Variable	AUC	95% CI	Cutoff value	Sensitivity	Specificity	P-value
TC	0.69	0.61–0.77	202	69.8%	57%	< 0.001
TG	0.68	0.60–0.77	172	80.0%	53%	< 0.001
LDL	0.63	0.55–0.74	132	58.0%	51%	0.002
Non-HDL-C	0.73	0.65–0.81	155	82.4%	51%	< 0.001
Non-HDL/HDL	0.78	0.72–0.85	3.78	85.3%	53%	< 0.001
TC/HDL (CRI- I)	0.78	0.72–0.85	4.70	86.0%	53%	< 0.001
LDL/HDL(CRI- II)	0.72	0.65–0.79	3.10	76.0%	53%	< 0.001
TG/HDL	0.76	0.69–0.83	4.46	78.0%	53%	< 0.001
log TG/HDL (AIP)	0.75	0.68–0.82	0.63	79.1%	51%	< 0.001

TC = total cholesterol, TG = triglycerides, HDL = high density lipoprotein, LDL = low density lipoprotein, CRI-I = Castelli risk index-I, CRI-II = Castelli risk index-II, AIP = therogenic index of plasma

The logistic regression analysis showed that the TC/HDL ratio (CRI-I) [OR: 4.94; 95% CI: 2.35–10.41; P < 0.001] and LDL/HDL (CRI-II) [OR: 4.63; 95% CI: 1.96–10.98; P < 0.001] were the most significant independent lipid parameters that predicted glycemic control with a risk of more than four times higher than those who had normal levels of these two parameters. Despite the significant association, non-HDL cholesterol was a poor predictor of glycemic control (OR: 1.01; 95% CI: 1.00–1.02; P = 0.020). In contrast, TC and TG were not significant predictors (P = 0.130 and P = 0.488 respectively). [Table 4]

Table 4

Logistic regression analysis of the lipid profile and atherogenic indices for glycemic control of diabetes mellitus

Parameter	β Coefficient	OR	95% CI for OR		P-value
			Lower	Upper
TC	0.071	1.05	0.98	1.18	0.130
TG	0.056	1.03	0.90	1.20	0.488
Non-HDL	0.013	1.01	1.00	1.02	0.020
TC/HDL (CRI-I)	1.598	4.94	2.35	10.41	< 0.001
LDL/HDL (CRI-II)	1.534	4.63	1.96	10.98	< 0.001

TC = total cholesterol, TG = triglycerides, HDL = high density lipoprotein, LDL = low density lipoprotein, CRI-I = Castelli risk index-I, CRI-II = Castelli risk index-II

Discussion

Glycemic control in patients with DM is crucial for reducing diabetes-related complications and lowering disability and mortality . The current study showed that 84.5% of the participants had poor glycemic control. A result comparable to that previously reported in Iraq (86.2%) .

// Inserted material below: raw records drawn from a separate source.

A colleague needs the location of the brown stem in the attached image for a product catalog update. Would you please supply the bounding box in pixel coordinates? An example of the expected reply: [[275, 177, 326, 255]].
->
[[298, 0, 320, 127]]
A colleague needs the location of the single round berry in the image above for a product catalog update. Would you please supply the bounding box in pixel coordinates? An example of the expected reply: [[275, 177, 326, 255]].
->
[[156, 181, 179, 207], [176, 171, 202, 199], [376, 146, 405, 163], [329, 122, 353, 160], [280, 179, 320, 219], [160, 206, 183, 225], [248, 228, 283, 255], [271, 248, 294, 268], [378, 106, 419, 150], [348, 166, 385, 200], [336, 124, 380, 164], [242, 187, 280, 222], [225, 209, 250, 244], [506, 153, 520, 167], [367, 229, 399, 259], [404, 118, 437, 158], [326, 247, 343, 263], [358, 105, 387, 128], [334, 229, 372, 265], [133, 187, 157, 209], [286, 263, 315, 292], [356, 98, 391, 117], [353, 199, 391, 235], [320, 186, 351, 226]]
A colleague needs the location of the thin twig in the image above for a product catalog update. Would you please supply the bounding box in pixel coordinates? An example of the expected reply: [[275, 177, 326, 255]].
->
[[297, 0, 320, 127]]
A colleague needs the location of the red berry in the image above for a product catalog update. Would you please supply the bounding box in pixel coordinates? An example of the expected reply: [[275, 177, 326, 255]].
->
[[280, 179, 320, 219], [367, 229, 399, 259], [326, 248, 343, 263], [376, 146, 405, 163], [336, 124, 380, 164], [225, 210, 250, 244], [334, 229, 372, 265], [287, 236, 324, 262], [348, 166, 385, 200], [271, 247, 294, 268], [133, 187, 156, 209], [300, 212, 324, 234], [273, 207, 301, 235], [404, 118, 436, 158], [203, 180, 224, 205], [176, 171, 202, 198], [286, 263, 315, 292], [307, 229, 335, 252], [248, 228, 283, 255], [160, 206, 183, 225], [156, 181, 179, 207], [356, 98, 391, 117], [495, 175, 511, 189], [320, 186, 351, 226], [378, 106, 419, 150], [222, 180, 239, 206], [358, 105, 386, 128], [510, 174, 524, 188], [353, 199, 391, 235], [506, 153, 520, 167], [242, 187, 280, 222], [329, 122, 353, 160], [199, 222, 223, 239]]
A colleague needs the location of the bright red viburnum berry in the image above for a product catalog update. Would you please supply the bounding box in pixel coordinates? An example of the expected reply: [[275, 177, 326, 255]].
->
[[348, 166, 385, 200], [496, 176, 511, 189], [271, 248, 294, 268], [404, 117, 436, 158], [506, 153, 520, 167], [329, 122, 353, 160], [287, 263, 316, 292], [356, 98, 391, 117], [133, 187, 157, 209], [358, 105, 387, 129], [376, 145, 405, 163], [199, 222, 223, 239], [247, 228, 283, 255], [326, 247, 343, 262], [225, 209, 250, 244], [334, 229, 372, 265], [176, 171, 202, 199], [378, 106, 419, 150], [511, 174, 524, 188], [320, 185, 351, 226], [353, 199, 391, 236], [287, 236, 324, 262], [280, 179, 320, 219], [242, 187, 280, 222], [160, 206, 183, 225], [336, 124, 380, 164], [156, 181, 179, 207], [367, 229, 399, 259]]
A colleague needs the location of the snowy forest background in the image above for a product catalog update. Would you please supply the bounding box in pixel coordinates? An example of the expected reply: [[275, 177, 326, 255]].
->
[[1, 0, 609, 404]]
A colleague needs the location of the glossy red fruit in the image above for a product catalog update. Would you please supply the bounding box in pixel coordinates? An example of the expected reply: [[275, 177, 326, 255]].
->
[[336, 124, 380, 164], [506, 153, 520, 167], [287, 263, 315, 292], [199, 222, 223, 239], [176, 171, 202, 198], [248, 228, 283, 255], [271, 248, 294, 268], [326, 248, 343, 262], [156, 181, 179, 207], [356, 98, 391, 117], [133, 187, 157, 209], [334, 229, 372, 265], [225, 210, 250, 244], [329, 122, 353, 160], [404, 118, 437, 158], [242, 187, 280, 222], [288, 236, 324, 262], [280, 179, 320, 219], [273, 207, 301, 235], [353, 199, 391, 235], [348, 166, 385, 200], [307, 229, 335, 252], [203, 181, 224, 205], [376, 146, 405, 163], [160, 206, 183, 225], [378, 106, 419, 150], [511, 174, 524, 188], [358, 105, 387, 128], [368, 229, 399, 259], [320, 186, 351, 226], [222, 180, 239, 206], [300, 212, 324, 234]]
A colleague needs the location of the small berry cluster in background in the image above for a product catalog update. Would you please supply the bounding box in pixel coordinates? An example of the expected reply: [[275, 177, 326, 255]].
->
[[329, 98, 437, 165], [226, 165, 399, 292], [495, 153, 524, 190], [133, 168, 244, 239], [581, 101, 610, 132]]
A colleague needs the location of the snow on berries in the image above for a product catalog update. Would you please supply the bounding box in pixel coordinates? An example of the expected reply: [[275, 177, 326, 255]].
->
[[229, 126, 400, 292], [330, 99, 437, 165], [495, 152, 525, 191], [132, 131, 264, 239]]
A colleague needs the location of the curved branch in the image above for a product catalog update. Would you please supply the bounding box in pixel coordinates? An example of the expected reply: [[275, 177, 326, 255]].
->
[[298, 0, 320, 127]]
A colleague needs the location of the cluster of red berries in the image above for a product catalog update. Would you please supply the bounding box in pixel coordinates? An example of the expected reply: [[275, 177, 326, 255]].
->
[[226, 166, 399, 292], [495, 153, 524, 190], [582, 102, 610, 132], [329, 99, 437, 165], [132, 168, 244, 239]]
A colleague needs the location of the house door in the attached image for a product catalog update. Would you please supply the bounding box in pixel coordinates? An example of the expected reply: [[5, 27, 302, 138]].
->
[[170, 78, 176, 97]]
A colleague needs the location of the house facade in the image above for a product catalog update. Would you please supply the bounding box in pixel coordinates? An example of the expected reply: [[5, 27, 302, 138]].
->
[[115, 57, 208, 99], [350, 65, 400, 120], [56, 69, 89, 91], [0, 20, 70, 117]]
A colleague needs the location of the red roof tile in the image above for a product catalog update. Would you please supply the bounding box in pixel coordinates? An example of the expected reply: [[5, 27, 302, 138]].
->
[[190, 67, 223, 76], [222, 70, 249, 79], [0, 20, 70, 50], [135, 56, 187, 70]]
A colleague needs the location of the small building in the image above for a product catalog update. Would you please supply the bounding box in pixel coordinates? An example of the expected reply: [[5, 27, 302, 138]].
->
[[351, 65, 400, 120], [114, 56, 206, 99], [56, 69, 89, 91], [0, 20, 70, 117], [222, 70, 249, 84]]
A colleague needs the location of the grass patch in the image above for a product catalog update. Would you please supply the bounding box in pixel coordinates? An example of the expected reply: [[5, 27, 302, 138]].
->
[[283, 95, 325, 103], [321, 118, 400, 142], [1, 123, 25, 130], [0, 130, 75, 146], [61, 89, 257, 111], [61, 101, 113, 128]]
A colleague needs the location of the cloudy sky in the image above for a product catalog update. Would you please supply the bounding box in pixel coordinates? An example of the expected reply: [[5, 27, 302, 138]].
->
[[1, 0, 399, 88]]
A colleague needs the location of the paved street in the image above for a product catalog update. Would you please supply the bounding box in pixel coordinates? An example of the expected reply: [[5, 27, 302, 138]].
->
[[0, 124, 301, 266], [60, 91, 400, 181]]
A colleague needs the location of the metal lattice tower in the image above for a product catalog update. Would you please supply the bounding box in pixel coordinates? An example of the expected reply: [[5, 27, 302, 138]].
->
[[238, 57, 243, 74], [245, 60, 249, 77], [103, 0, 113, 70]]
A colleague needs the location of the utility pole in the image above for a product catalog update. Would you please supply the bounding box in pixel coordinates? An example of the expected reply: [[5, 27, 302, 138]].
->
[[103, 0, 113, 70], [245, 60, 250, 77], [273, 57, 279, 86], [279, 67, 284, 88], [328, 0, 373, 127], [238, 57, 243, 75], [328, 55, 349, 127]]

Studies from various countries have revealed varying rates of poor glycemic control, including Saudi Arabia (74.9%) , Iran, Yazd (58.3%) , and Ethiopia (72.7%) . DM patients in the United States have a better glycemic control rate (about 50%) than patients in other nations .

Diabetes management is challenging and not widely available in developing countries with inadequate resources . The difficulties include problems with the quality and accessibility of medical care, drug supply and cost, insufficient health institute infrastructure, common use of traditional and herbal therapies, patient ignorance, and lack of information about optimal diabetes management .

Multiple factors in Iraq, such as war, sectarian strife, politics, financial issues, and security concerns, have had a long-term impact on the healthcare system. As a result, primary care facilities and skills are insufficient, and healthcare delivery is mainly reliant on secondary and tertiary care. Primary care programs for early diagnosis of non-communicable diseases, including DM have been designed; however, they were unsuccessfully implemented . Furthermore, patient-related factors are important in the control of DM. A study in Basrah, Iraq showed that the rate of adherence to medication regimens and lifestyle advice was unsatisfactory .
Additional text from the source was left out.